Ils ont téléguidé un drone de sécurité de la société Berkut qui a ouvert le feu et massacré vingt-sept des nôtres. Vingt-sept innocents réunis pour pleurer, prier et chanter en l’honneur d’une innocente morte avec plus d’un millier d’autres, juste parce qu’elle est une femme.

SyFantasy avait eu un avis mitigé sur l’œuvre de Christophe Siébert, lauréat du Prix Sade et auteur des Chroniques de Mertvegorod où le sexe hard-core prenait trop de place sur le récit. Dans Feminicid au Diable Vauvert, nous retrouvons sa dystopie inspirée de l’URSS, mais le sexe y est moins trash et la conception nettement plus sombre.

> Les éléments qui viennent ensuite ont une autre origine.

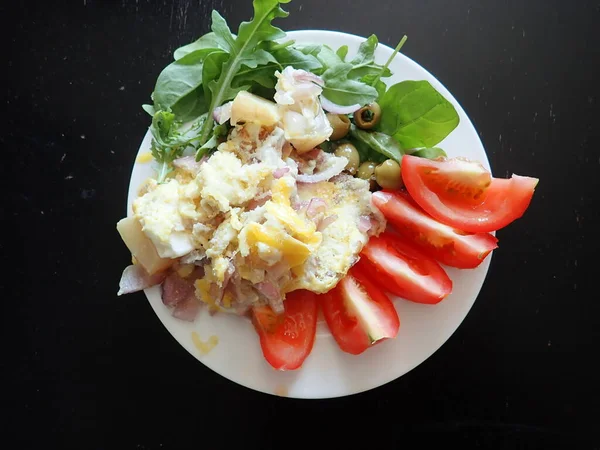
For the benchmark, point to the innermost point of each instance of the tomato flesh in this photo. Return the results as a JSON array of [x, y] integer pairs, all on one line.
[[358, 313], [502, 202], [447, 245], [402, 269], [287, 339]]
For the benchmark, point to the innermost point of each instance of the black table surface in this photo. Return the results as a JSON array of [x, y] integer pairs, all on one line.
[[82, 368]]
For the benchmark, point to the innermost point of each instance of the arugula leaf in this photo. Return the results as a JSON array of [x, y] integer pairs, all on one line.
[[364, 61], [222, 31], [250, 35], [416, 115], [375, 81], [284, 56], [191, 106], [209, 40], [430, 153], [169, 142], [343, 91], [382, 143], [342, 52]]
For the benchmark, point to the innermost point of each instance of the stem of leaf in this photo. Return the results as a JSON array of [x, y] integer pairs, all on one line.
[[163, 172], [390, 59]]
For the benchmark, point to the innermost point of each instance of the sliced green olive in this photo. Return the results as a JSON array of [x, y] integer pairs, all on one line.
[[368, 116], [387, 175], [366, 171], [340, 124], [349, 151]]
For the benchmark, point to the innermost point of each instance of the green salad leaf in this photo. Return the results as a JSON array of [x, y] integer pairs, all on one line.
[[381, 143], [430, 153], [243, 51], [208, 41], [169, 141], [179, 79], [342, 52], [416, 115], [344, 91]]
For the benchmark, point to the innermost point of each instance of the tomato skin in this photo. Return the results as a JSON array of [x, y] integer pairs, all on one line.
[[405, 271], [345, 327], [505, 200], [442, 242], [287, 339]]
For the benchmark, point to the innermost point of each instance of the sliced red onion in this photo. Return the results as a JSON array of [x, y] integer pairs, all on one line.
[[364, 224], [334, 108], [312, 154], [316, 206], [187, 309], [303, 75], [189, 163], [278, 173], [176, 289], [222, 113], [336, 168], [259, 200], [273, 296], [326, 222], [135, 278], [277, 270], [268, 289]]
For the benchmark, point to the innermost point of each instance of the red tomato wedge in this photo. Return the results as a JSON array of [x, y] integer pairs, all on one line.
[[402, 269], [449, 246], [456, 192], [287, 339], [359, 314]]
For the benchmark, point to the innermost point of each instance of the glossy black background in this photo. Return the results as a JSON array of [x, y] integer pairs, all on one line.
[[81, 366]]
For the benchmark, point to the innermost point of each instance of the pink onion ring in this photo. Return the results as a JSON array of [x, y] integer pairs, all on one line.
[[326, 222], [336, 168], [278, 173], [315, 206], [334, 108]]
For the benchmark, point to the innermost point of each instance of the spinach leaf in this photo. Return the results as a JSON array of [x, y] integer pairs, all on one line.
[[149, 109], [212, 70], [365, 152], [179, 79], [243, 47], [381, 143], [373, 80], [344, 91], [342, 52], [416, 114], [430, 153], [309, 49]]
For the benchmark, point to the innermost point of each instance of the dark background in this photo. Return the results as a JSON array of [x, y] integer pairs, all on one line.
[[81, 366]]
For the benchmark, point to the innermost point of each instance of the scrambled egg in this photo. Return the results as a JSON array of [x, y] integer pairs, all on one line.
[[247, 221]]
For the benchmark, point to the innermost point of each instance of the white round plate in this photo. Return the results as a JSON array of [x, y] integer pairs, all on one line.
[[329, 372]]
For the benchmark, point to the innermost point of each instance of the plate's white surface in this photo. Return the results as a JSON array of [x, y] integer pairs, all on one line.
[[328, 372]]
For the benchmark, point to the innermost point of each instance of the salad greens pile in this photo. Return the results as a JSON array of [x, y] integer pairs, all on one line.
[[210, 71]]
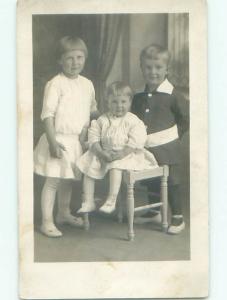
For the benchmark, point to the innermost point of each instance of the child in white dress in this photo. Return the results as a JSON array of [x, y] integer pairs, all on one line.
[[69, 102], [116, 143]]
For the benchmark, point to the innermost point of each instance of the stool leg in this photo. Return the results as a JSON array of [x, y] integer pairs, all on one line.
[[86, 221], [164, 200], [120, 208], [130, 210]]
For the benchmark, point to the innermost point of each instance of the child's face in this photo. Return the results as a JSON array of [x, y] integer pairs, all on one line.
[[119, 105], [154, 71], [72, 63]]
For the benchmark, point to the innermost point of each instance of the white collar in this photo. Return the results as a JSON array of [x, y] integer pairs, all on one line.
[[165, 87]]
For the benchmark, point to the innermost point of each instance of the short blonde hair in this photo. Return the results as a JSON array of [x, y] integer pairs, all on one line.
[[68, 43], [118, 88], [154, 51]]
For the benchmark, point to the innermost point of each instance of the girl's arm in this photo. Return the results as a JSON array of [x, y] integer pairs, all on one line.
[[83, 137], [95, 115], [54, 146]]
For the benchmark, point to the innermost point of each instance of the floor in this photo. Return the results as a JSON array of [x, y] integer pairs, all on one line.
[[107, 240]]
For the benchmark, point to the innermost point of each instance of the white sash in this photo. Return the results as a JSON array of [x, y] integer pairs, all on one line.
[[162, 137]]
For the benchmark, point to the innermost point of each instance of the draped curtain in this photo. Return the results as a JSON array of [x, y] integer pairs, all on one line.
[[178, 45], [105, 32]]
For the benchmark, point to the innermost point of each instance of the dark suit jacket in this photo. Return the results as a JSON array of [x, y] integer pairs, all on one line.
[[161, 111]]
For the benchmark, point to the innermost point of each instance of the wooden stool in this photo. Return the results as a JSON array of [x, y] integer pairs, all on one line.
[[130, 178]]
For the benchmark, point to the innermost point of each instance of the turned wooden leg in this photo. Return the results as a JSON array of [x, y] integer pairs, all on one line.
[[120, 208], [164, 199], [130, 210], [86, 221]]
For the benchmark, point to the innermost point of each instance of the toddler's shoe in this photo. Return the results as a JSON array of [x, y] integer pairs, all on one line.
[[86, 208], [50, 230], [109, 206], [150, 217], [70, 220], [177, 225]]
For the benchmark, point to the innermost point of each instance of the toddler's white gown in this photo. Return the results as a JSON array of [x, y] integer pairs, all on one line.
[[114, 133]]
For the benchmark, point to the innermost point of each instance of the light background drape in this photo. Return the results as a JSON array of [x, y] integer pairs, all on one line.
[[178, 45]]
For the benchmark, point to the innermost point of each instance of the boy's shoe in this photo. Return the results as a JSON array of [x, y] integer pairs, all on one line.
[[50, 230], [177, 226], [109, 206], [86, 208], [70, 220], [150, 217]]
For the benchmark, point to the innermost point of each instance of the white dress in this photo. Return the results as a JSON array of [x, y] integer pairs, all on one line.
[[70, 102], [115, 133]]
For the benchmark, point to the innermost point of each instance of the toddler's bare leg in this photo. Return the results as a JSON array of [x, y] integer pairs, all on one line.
[[47, 206], [115, 184], [64, 199], [88, 203]]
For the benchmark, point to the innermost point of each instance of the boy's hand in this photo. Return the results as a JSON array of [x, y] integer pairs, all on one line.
[[84, 146], [118, 154], [106, 156], [56, 150]]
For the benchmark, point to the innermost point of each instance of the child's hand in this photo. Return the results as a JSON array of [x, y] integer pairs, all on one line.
[[118, 154], [106, 156], [84, 146], [56, 150]]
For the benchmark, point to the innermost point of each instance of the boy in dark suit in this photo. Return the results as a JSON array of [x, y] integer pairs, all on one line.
[[166, 116]]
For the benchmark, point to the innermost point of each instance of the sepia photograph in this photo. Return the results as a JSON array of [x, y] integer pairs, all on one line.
[[111, 100], [112, 148]]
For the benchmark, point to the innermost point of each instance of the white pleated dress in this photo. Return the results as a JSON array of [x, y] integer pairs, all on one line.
[[114, 133], [70, 102]]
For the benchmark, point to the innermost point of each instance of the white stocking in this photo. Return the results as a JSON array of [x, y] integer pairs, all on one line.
[[48, 199], [115, 183], [88, 189], [64, 197]]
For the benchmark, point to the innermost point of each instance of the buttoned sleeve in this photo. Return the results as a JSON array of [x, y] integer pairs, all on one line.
[[93, 107], [137, 135], [50, 100]]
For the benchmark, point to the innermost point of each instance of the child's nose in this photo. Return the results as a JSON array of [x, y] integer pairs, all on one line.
[[74, 61], [153, 70]]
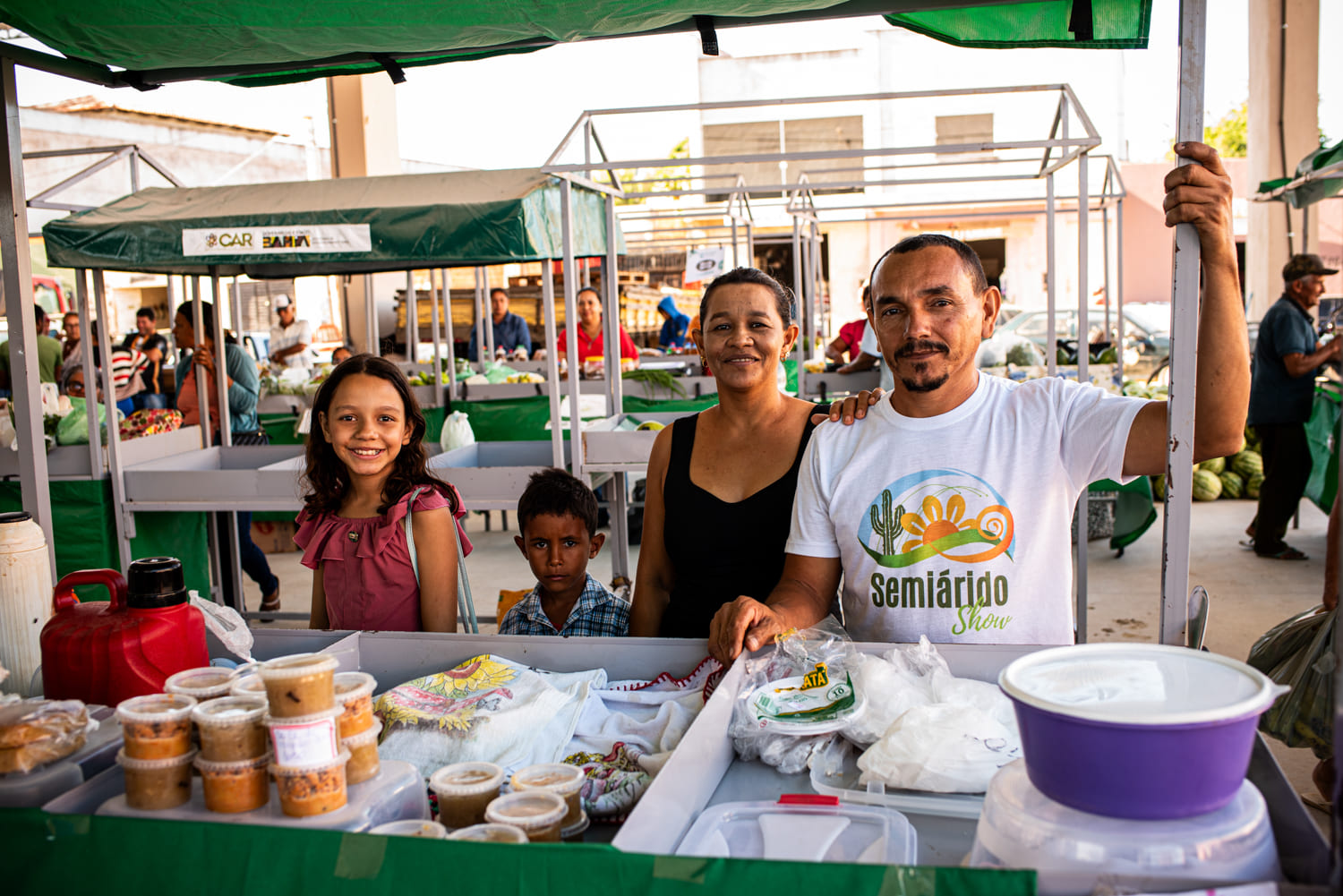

L’auteur arrive à nous fasciner et à nous dégouter avec sa cité tentaculaire aux meurtres innombrables. Quelle surprise ! 

Les Chroniques de Mertvecgorod n’étaient qu’un avant-goût ! L’auteur nous parlait déjà de féminicides perpétrés dans toute la ville : des jeunes filles disparaissaient et des hommes avaient des visions d’elles la veille de retrouver leur corps. Un mouvement unique s’est formé autour de chaque lieu de découverte des dépouilles, rassemblant plusieurs centaines de personnes à chaque fois. L’Etat, au lieu d’enquêter, réprime les regroupements dans le sang !  Mais le mouvement est en marche, les pieux, ceux possédés par la vision des meurtres de ces femmes, font le bien autour d’eux. Ils transmettent le virus de la pitié et de l’empathie : ils lancent des cliniques, apaisent leur entourage... L’auteur sous-entend qu’il faudrait vivre le meurtre d’une personne pour s’efforcer de faire le bien autour de soi !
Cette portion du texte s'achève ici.